Mapping Clean Water Act Violations

For the last several months, we’ve been working with EarthFix to report on the Clean Water Act in the Pacific Northwest. The Act turns 40 on Oct. 18, and our goal with the collaboration was to explain what the Act has — and has not — accomplished in four decades.

I got to tackle the data.

Clean Water Act data is tricky. It’s a federal law, but it’s administered (largely) by the states. It’s up to states to set water standards, enforce those standards, and send a comprehensive report back to the EPA every two years on their progress. The federal database of record, called ECHO, is shot through with errors. Apples-to-apples comparisons across states are nearly impossible.

Nevertheless, we wanted to show what water pollution looks like across the Northwest. Causes and probable sources, primarily. Here’s how we wrangled it.

Collecting the GIS data

Our first step was to get the most current waterbody shapefiles for Idaho, Washington and Oregon.

To figure out impaired waterbodies, we had to go to a different source: the EPA’s state water quality assessment reports, which aggregates the total size of assessed waters by causes of impairment (WA, OR, ID).

Click into the miles (or acres, in the case of lakes) for a particular cause of impairment, and the EPA gives you a nice table with a list of all the waterbodies, with unique IDs, locations, size and cause(s) of impairment. Here’s a list of Washington State rivers impaired by Ammonia.

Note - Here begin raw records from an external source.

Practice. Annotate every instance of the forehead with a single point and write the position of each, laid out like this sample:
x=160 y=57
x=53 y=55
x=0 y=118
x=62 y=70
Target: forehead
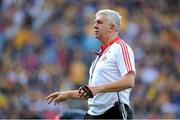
x=100 y=17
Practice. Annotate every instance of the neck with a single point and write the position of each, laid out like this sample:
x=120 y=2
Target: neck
x=106 y=41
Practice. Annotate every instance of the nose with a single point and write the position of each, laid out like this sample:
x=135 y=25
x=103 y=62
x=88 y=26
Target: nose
x=95 y=26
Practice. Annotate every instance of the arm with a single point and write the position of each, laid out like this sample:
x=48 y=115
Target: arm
x=125 y=82
x=58 y=97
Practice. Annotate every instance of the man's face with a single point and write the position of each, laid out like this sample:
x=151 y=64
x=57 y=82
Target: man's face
x=101 y=27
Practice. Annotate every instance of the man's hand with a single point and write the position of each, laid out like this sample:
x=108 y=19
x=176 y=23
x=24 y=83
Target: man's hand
x=87 y=92
x=58 y=97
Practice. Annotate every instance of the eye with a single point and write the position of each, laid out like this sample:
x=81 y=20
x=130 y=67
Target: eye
x=99 y=22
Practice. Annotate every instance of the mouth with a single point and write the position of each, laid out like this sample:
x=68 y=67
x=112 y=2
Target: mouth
x=96 y=32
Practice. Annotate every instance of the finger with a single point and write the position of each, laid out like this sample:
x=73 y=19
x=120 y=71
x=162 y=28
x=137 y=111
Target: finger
x=80 y=90
x=50 y=100
x=57 y=99
x=50 y=96
x=53 y=95
x=82 y=94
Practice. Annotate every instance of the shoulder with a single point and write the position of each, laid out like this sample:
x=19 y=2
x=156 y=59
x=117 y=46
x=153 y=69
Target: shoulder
x=122 y=47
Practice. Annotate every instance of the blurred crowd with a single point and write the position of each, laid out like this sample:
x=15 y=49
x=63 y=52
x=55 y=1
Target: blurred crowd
x=47 y=45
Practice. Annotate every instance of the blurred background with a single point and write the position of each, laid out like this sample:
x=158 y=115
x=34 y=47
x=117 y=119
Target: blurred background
x=46 y=46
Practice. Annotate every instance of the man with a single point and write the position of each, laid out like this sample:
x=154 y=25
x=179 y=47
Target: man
x=112 y=73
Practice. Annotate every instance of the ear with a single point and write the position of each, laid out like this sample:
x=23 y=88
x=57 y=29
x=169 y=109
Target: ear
x=112 y=27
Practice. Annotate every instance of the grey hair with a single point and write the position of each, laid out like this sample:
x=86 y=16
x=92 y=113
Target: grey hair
x=112 y=16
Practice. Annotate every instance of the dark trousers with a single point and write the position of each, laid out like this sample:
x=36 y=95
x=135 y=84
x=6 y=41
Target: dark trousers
x=112 y=113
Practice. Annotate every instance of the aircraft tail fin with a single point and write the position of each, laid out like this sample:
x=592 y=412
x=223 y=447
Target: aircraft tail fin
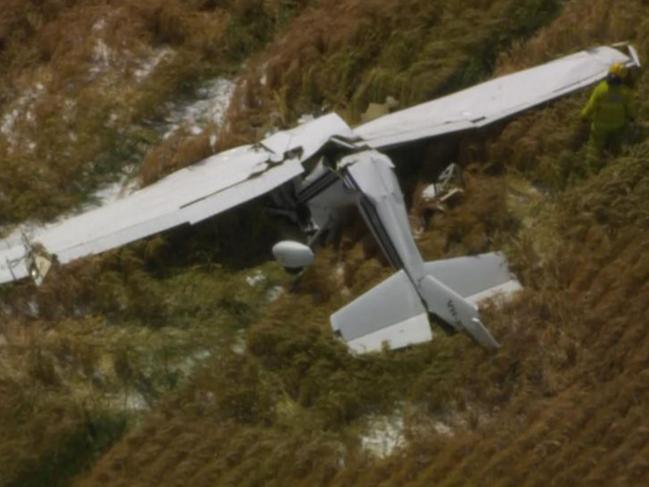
x=391 y=313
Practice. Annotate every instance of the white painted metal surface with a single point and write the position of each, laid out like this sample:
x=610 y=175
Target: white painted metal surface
x=494 y=100
x=293 y=255
x=13 y=264
x=409 y=332
x=187 y=196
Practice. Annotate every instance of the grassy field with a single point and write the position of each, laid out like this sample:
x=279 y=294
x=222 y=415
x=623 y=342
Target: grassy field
x=189 y=359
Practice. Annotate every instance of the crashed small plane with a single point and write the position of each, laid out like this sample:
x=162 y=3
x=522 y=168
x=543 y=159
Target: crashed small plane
x=346 y=168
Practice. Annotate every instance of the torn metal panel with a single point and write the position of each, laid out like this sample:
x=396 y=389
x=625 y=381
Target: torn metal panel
x=243 y=192
x=187 y=196
x=309 y=137
x=494 y=100
x=383 y=312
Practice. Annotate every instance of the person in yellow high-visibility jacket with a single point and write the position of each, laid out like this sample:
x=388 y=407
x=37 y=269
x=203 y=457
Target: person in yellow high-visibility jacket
x=610 y=111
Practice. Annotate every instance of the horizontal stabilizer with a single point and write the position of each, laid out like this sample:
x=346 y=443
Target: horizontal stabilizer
x=390 y=313
x=456 y=311
x=475 y=278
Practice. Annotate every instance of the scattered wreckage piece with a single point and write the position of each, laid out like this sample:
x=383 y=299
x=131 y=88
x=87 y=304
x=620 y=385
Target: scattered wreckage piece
x=344 y=169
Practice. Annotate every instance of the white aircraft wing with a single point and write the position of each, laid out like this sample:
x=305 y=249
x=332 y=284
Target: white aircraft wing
x=13 y=265
x=189 y=195
x=494 y=100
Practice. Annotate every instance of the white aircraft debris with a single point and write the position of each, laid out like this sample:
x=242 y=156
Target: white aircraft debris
x=346 y=170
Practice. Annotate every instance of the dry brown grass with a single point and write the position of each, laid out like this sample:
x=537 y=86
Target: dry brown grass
x=562 y=403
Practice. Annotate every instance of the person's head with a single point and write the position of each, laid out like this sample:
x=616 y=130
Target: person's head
x=617 y=73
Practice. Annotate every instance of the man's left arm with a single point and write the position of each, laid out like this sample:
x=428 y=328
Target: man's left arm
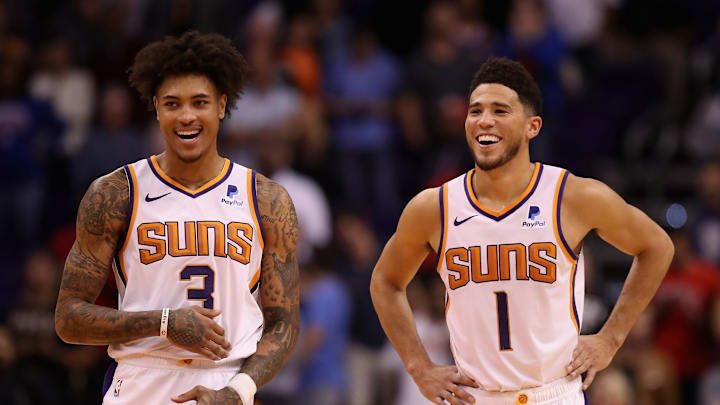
x=595 y=206
x=279 y=299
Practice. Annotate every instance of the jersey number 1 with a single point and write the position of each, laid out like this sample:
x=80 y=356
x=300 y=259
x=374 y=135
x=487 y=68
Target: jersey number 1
x=197 y=294
x=503 y=321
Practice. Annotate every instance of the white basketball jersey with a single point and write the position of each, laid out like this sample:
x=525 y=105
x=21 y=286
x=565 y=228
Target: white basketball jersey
x=515 y=289
x=192 y=247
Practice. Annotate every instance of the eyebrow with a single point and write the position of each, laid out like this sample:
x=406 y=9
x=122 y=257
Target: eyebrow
x=199 y=95
x=495 y=103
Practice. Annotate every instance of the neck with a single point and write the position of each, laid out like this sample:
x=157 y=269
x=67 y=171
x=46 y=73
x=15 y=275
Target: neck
x=502 y=185
x=191 y=174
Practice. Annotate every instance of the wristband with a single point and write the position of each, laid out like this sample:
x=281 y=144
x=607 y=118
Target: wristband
x=163 y=322
x=245 y=388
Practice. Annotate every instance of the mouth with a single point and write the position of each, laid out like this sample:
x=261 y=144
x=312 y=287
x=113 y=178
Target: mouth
x=188 y=134
x=488 y=139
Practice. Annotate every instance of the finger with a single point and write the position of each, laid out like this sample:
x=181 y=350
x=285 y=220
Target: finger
x=465 y=380
x=186 y=396
x=218 y=329
x=589 y=377
x=462 y=394
x=453 y=399
x=216 y=348
x=219 y=339
x=580 y=369
x=205 y=352
x=210 y=313
x=576 y=362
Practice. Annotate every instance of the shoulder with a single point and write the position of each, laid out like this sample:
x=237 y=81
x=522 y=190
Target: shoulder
x=106 y=204
x=583 y=191
x=421 y=217
x=593 y=202
x=277 y=212
x=269 y=191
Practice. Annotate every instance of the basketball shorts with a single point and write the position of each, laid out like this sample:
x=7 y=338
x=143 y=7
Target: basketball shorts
x=559 y=392
x=154 y=381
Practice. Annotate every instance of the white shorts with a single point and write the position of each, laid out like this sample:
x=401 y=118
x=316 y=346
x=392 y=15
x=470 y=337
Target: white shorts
x=148 y=380
x=559 y=392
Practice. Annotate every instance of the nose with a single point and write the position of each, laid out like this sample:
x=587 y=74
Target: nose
x=486 y=120
x=187 y=115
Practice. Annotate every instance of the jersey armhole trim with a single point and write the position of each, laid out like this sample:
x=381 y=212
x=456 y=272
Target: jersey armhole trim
x=557 y=205
x=132 y=212
x=442 y=195
x=254 y=210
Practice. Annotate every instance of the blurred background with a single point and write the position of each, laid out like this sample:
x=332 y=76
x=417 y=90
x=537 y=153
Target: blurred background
x=355 y=106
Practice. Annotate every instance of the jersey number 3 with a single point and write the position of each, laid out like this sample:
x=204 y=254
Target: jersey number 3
x=197 y=294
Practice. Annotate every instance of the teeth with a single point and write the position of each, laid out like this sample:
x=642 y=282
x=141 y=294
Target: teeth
x=488 y=138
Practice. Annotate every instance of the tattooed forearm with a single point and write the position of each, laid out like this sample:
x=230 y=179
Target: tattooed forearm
x=279 y=286
x=100 y=226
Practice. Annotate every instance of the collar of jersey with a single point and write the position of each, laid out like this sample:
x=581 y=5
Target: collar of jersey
x=216 y=181
x=498 y=215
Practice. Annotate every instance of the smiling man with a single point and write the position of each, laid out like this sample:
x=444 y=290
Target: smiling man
x=202 y=249
x=509 y=234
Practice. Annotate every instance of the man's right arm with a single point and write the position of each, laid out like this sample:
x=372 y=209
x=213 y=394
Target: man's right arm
x=101 y=225
x=101 y=222
x=402 y=256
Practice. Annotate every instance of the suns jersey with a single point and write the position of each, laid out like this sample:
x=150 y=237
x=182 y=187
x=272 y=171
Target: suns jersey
x=515 y=289
x=191 y=247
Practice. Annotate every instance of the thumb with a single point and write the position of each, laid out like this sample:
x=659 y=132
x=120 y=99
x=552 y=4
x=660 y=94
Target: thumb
x=187 y=396
x=210 y=313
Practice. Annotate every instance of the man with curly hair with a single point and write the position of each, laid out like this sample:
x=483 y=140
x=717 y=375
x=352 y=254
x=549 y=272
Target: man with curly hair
x=509 y=238
x=202 y=249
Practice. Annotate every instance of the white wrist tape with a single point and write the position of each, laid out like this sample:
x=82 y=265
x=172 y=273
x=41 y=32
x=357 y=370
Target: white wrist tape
x=163 y=322
x=244 y=385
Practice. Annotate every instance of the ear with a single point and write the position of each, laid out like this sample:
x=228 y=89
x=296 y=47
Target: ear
x=222 y=102
x=155 y=102
x=533 y=127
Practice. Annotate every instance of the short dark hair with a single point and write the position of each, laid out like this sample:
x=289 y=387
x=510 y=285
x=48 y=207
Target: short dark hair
x=210 y=55
x=511 y=74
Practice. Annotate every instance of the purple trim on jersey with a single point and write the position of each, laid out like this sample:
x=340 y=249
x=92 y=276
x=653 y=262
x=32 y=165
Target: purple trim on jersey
x=511 y=210
x=119 y=269
x=557 y=218
x=131 y=192
x=575 y=314
x=109 y=377
x=442 y=228
x=193 y=195
x=252 y=290
x=255 y=206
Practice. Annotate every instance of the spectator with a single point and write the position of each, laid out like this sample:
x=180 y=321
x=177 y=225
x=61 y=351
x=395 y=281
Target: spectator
x=361 y=250
x=114 y=142
x=361 y=85
x=325 y=313
x=682 y=301
x=709 y=388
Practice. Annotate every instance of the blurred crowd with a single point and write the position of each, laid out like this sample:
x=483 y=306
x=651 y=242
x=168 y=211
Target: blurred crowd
x=355 y=106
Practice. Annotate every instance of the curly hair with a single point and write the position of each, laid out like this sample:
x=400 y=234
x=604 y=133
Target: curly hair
x=511 y=74
x=210 y=55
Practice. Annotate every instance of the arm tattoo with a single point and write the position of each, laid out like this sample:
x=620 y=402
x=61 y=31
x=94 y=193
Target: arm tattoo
x=279 y=284
x=101 y=222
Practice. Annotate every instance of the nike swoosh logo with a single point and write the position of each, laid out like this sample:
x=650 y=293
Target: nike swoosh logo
x=150 y=199
x=464 y=220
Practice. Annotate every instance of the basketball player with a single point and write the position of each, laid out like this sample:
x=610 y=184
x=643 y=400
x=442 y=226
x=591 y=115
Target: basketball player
x=202 y=249
x=509 y=235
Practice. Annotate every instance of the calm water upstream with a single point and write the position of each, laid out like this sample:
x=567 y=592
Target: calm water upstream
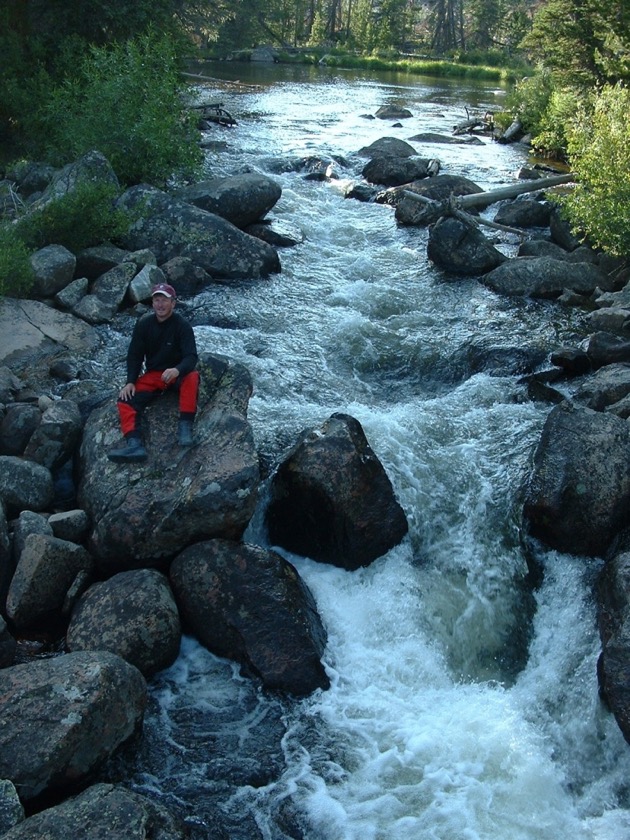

If you wanted to do that for all 50 states, they’d be easy enough to scrape. For our purposes, it was quicker to copy/paste into Excel (via a text editor to delete the formatting), standardize the data and export it back to CSV.

Putting it in QGIS

Because of differences in record names, I did this next step separately for each state.

Open a new project and add the waterbodies shapefile(s). Add the CSV of impaired waters by choosing Add Vector Layer in the Layers menu. Then open up the properties menu for the waterbodies and, in the Joins tab, add a vector join. Now the waterbodies attribute table includes the additional fields we made in the CSV file, matched to the proper records using the unique waterbody ID field.

Open that attribute table. Use advanced search to find impaired waters. Here’s what the query looked like for me:


Using the controls at the bottom of the attribute table, invert your selection. (So all NON-IMPAIRED waters are selected.) Toggle editing ON. And delete the selected rows. Be warned: This took a couple of hours to process on my MacBook Pro for Idaho and its 70,000+ records.

Adding your map to Fusion Tables

Right click on the waterbodies layer and choose “Export to KML.” Upload that KML file to Fusion Tables. At this point you should have the following columns:

Unique_ID | geometry | Waterbody_Name | Impairment(s) | Color_Style

The last style is to style the map using that last column.

Switch from table view to map view and choose Change Styles. Color by buckets, with a range of 1-5 — or n+1 of however many categories you’re showing on the map.

The Final Product

Here’s the final map we published of nutrient-impaired waters in the Pacific Northwest, as part of a piece on how agriculture is the nation’s biggest polluter but usually goes unpunished. Each state — and the EPA in Idaho — has a different system for assessing its waterways, which partially explains why Washington, Oregon and Idaho appear to have variations in the waters they have listed as impaired.